Die erste Veranstaltung hatte im Oktober in Pasewalk stattgefunden, es folgten Vorträge in Anklam, Wolgast und nochmal Pasewalk – zu Demenz, Lehrermangel, schwierigen Entscheidungen auf der Intensivstation. „Manchmal kamen nur etwa 15 Besucher, zuletzt waren es 35“, erzählt Julia Lammertz. „Und meistens war es ein intensiver Austausch.“ In Anklam hatten Wissenschaftler zum Beispiel über die Wiedervernässung von Mooren gesprochen. „Das ist ein Thema, das für Anwohner nicht unbedingt positiv besetzt ist“, sagt sie.
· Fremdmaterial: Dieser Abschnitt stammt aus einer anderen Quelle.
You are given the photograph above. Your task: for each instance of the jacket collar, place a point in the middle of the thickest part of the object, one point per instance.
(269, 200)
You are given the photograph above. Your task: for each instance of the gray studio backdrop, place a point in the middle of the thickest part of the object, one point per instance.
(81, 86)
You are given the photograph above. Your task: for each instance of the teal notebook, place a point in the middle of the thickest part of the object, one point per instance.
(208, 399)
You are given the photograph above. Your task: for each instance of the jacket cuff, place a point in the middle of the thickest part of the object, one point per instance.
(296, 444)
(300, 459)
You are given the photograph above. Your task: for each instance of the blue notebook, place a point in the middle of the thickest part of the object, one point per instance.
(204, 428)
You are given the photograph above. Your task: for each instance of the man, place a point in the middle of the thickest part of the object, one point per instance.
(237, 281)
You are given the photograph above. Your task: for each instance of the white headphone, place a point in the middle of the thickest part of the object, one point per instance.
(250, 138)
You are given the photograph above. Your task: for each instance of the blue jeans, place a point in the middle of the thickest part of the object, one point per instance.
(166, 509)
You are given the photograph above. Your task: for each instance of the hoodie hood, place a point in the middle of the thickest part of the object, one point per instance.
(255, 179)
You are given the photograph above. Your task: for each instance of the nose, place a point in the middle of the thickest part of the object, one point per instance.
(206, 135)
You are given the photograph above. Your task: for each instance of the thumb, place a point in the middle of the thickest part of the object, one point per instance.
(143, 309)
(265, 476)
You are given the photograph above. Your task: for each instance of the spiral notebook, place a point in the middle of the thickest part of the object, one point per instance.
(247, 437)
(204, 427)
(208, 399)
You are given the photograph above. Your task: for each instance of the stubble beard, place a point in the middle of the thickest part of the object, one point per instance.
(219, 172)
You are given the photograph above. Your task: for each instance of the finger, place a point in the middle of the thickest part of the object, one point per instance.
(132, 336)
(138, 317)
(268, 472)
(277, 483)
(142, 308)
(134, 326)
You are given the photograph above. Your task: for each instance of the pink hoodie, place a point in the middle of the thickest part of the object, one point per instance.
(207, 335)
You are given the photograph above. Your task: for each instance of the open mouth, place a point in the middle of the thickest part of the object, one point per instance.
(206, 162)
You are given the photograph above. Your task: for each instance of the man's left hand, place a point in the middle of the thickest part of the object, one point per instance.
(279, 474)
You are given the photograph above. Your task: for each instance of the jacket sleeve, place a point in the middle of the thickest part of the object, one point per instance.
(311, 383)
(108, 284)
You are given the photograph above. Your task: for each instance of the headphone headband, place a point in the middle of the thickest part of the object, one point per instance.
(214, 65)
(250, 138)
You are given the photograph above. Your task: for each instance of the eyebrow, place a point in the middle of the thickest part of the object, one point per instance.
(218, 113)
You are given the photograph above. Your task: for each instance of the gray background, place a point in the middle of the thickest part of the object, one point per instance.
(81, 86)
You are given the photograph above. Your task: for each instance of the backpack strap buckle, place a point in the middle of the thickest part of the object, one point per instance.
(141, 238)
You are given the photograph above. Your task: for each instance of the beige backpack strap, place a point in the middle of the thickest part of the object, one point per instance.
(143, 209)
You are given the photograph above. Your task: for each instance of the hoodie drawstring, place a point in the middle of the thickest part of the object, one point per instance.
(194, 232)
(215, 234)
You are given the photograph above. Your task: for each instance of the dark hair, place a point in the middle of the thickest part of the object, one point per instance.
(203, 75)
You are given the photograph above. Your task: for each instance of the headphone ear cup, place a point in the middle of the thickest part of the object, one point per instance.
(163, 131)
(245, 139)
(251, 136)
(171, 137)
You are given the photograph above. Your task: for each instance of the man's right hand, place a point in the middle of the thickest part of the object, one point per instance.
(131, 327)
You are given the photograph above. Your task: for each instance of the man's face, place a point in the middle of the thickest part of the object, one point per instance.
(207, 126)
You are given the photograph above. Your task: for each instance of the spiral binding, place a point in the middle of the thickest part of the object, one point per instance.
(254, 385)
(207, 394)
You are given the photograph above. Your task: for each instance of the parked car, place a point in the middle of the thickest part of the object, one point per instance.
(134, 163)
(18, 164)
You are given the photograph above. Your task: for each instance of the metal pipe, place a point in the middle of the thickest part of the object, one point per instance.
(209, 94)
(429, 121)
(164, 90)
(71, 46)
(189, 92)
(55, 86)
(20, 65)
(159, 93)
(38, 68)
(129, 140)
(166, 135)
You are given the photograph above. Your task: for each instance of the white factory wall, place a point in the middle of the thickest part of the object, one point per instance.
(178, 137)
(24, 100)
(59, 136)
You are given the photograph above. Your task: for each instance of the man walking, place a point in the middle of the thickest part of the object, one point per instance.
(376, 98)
Doch die Abschlussrunde habe gezeigt: „Es ist gegenseitiges Verständnis gewachsen.“

Christoph Krasemann, der inzwischen als Pfarrvikar in Hagenow arbeitet, war sofort interessiert, als er von der neuen Reihe horte. „Ich komme aus Demmin“, erzählt er. „Die Chance, in meiner alten Heimat von dem zu erzählen, was ich an der Uni erforscht habe, wollte ich unbedingt nutzen.“ Nach seinem Vortrag können alle Besucher auch die Kirchenbibliothek in der Sakristei der Loitzer Marienkirche besichtigen – bestehend aus 600 weitgehend gut erhaltenen Bänden, von denen die ältesten 400 Jahre alt sind. Die hebräische Bibel „Miqra – Biblia Hebraica“, gedruckt 1584 in Antwerpen, fand 1704 ihren Weg nach Loitz. Elias Hutter nutzte sie vorher in Sachsen, um die Herausgabe seiner eigenen hebräischen Bibel vorzubereiten. Eine finanzielle Notlage aber zwang ihn, die Bibel zu verkaufen – sie gelangte nach Pommern.

Der Gemeindepastor Bernd-Ulrich Gienke freut sich auf die Veranstaltung mit Krasemann, weil der ein pommersches Hausgewächs sei. „Und weil wir hier in Loitz alles gebrauchen können, was die Arbeit der Universität sichtbar macht.“ Seit der Kreisgebietsreform gehöre Loitz verwaltungsrechtlich ja zu Greifswald. Und auf ihre Kirchenbibliothek seien die Loitzer stolz, sagt Gienke. Er hofft, dass vielleicht 40 Besucher zum Vortrag kommen. „Wir machen jedenfalls überall Werbung, wo es geht.“

Quelle: Mecklenburgische und Pommersche Kirchenzeitung Nr. 11/2019


Weitere Termine

  • 21. März, 17 Uhr, St. Marien Loitz: „Wie man einst Hebräisch lernte“, mit dem Theologen Dr. Krasemann
  • 10. April, 17 Uhr, KKH Wolgast: „Tatort Darm: Wie Antibiotika Bakterien anfeuern“, mit Mikrobiologin Dr. Susanne Sievers
  • 15. Mai, 17 Uhr, Historisches U in Pasewalk: „Welchen Einfluss haben Vulkanausbrüche auf Atmosphäre und Klima?“, mit Physik-Professor Christian von Savigny
  • 5. Juni, 17 Uhr, Sparkasse Anklam: „Radikalisierung im digitalen Zeitalter“, mit Jura-Professor Stefan Harrendorf
  • 3. Juli, 17 Uhr, Stadtgeschichtliches Museum, Wolgast: „Kriminalfall Fritz Reuter“, mit Ulrike Stern, Kompetenzzentrum für Niederdeutschdidaktik“.